Structured Deposits of Chinese Banks See First Decline in Six Months


Structured deposits in China have seen their first decline in half a year after posting roaring growth on the back of new asset management regulations that target bank wealth management products (WMP’s).

Sweeping asset management regulations launched by Beijing at the end April undermined the viability of the WMP’s that smaller Chinese banks have long used to access retail funds, by targeting the “implicit guarantees” undergirding them as well as banning principal guaranteed products.

The move served to spur the popularity of structured deposits and jumbo certificates of deposits (CD’s) amongst Chinese lenders, as they searched for other funding arrangements to replace WMP’s.

Commercial bank structured deposits have seen roaring growth ever since the unveiling of the draft version of new asset management regulations in November last year, expanding from 6.9 trillion yuan in October 2017 to 9.26 trillion yuan in May.

January, February and March of this year saw on-month rises in personal structured deposits of 12.23%, 10.22% and 10.87% respectively, yet this growth dwindled in April to 1.71%.

While the new asset management regulations ban Chinese banks from selling principal guaranteed WMP’s, analyst say that lenders have used “fake” structured deposits to continue to provide implicit guarantees to investors by setting trigger events that are inevitable.

The latest data from the Chinese central bank indicates that June marked the first month in half a year that structured deposits in China posted an on-month decline.

In June the volume of structured deposits of large-scale Chinese invested banks and small and medium-sized banks was 9.205273 trillion yuan, for a contraction of 57.353 billion yuan compared to May.
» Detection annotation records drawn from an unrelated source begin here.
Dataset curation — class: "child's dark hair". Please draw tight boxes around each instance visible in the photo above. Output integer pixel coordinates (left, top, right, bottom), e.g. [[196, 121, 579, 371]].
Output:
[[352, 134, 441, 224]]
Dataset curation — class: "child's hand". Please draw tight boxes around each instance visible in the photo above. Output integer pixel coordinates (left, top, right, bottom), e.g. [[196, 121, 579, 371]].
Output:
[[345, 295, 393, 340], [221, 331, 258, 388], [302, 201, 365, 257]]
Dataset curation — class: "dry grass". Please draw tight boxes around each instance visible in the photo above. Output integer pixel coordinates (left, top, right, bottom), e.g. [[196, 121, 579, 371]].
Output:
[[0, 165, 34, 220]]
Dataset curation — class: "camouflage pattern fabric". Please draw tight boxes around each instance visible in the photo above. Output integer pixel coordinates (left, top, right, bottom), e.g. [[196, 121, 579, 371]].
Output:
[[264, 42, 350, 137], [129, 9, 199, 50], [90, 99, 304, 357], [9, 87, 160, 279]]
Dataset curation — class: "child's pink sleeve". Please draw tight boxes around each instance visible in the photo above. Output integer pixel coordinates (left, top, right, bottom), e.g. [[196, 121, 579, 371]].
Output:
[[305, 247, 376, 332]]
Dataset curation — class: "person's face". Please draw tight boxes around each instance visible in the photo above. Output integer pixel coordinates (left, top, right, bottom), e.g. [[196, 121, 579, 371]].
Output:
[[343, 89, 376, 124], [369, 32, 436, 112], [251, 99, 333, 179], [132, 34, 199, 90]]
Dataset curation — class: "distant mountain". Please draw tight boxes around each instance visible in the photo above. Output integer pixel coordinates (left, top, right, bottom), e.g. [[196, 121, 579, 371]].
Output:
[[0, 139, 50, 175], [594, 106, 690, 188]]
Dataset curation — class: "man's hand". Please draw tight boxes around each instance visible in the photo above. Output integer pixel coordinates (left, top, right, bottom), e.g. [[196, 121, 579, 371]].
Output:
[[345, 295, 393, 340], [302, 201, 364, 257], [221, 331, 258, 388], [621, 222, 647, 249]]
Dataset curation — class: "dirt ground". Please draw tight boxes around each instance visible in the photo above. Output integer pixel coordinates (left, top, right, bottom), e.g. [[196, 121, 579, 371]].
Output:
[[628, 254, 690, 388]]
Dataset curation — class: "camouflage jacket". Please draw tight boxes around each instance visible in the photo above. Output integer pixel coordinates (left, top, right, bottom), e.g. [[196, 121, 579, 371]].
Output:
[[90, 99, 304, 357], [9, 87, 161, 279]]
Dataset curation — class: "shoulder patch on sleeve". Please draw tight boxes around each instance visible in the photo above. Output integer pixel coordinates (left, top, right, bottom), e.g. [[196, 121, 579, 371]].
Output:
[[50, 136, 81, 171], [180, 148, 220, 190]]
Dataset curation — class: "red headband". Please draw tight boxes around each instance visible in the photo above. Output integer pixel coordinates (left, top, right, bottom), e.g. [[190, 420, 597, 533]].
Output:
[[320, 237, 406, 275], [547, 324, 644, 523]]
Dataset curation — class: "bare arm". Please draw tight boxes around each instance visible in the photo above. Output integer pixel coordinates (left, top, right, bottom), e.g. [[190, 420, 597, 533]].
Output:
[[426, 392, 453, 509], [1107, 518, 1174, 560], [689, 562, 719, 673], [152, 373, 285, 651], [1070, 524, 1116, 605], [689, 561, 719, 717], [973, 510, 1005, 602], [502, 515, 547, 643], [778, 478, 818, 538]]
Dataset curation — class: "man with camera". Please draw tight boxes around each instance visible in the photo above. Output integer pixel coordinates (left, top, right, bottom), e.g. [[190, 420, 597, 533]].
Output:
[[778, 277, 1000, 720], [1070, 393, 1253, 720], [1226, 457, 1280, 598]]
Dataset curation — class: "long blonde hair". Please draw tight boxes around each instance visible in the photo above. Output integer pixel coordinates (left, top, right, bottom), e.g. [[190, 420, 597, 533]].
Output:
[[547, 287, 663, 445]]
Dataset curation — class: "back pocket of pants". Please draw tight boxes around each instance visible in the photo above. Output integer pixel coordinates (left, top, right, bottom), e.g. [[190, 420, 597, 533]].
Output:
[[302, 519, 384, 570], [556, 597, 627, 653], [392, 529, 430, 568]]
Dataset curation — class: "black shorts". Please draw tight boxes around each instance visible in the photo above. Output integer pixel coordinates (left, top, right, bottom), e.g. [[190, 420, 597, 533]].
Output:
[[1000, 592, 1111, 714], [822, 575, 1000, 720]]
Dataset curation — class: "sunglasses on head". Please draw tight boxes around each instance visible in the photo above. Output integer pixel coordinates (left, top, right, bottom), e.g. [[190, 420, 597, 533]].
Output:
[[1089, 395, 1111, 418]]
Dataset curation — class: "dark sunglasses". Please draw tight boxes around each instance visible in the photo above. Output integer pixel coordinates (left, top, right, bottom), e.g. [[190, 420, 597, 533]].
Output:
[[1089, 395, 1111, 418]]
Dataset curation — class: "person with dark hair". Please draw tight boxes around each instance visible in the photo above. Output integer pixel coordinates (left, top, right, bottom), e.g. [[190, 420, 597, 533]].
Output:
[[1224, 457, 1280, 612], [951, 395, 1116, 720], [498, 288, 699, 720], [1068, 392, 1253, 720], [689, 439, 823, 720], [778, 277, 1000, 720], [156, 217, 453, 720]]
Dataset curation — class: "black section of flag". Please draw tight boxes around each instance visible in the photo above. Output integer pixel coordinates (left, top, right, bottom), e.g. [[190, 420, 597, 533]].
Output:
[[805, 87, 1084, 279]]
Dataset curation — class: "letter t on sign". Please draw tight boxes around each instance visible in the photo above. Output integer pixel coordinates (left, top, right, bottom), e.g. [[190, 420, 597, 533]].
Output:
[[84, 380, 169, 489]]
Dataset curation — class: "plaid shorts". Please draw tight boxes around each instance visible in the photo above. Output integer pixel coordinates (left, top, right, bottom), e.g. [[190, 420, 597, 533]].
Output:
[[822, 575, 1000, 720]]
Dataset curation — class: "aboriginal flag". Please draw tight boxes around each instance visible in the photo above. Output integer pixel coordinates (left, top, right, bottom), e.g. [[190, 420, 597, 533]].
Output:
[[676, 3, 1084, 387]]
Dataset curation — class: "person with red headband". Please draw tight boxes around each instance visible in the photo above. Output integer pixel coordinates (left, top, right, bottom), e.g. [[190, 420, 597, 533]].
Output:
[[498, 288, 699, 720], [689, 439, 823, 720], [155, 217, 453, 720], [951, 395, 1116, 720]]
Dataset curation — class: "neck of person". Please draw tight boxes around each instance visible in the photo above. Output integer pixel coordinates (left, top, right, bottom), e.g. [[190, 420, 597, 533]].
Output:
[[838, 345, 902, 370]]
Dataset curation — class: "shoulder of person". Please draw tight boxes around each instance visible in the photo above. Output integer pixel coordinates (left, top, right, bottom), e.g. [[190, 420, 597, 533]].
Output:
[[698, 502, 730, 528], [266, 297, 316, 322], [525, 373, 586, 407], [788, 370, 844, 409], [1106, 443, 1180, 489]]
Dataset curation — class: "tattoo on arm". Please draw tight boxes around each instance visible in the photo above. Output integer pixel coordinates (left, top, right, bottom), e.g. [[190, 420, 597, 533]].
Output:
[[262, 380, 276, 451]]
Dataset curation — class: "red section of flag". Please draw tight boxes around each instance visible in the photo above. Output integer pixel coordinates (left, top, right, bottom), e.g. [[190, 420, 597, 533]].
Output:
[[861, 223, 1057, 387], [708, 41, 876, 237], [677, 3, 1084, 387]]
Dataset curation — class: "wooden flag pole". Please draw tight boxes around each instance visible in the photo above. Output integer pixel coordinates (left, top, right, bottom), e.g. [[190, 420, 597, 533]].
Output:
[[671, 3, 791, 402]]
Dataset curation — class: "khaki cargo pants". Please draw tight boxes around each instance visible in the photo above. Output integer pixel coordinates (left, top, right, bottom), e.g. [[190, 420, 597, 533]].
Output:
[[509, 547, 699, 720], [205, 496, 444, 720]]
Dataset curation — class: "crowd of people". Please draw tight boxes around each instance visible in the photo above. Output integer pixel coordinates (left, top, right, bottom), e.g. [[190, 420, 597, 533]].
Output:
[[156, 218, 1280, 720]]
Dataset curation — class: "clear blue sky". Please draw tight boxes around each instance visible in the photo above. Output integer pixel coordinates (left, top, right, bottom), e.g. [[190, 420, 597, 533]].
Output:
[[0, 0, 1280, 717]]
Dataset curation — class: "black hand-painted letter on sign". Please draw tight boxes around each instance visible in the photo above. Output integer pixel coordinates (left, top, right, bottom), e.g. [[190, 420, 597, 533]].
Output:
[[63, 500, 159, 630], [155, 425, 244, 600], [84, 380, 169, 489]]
Small and medium-sized banks were solely responsible for the decline in sector-wide structured deposits, with a fall of 71.6 billion yuan, as compared to an increase of 14.3 billion yuan for large banks.

According to domestic analysts a loosening of China’s monetary environment amidst escalating Sino-US trade tensions is at least partially responsible for the declining popularity of structured deposits.

Pressure is easing on the liabilities side for Chinese banks, reducing their need for structured deposits, although members of industry say that small and medium-sized lenders are still scrambling for funds.

“Compared to big state-owned banks who have large volumes of personal deposits, the scale of personal deposits amongst small and medium-sized banks is very small, and they are primarily dependent upon company deposits,” said one executive at a commercial bank in eastern China to 21st Century Business Herald.

“However, the source of company deposits is mainly dependent upon project loans. Our main deposit source is local government platforms, but at present local government platforms are very short of cash, and banks also lack quotas to invest in projects, so it’s very hard to drive deposits.”

While structured deposits can help to supplement the liabilities side, smaller banks find it difficult to provide “authentic structured” products due to resource limitations, while their rates are far from competitive.

“Our one-year structured deposit rate is 4.1%, but for joint-stock banks the rate is 4.4%,” said the source. “The main driver of deposits is likely still relationships and projects, we don’t have any advantages when it comes to rates.”

The bank in question is instead turning to the issuance of subordinated debt and jumbo CD’s to raise funds.

Analysts further point out that the unveiling of new regulations by the China Banking and Insurance Regulatory Commission (CBIRC) that supplement the earlier asset management rules will further undermine the popularity of structured deposits.

CBIRC’s new regulations mandate that structured deposits must be “properly” pegged to derivatives products and have a genuine transaction counter-party, bringing “fake structured deposits” that serve solely to provide high guaranteed yields to investors within the purview of regulatory scrutiny.

New regulations also place strict requirements on the qualifications of issuing banks, stipulating that only lenders qualified to engage in derivatives transactions can provide structured deposits.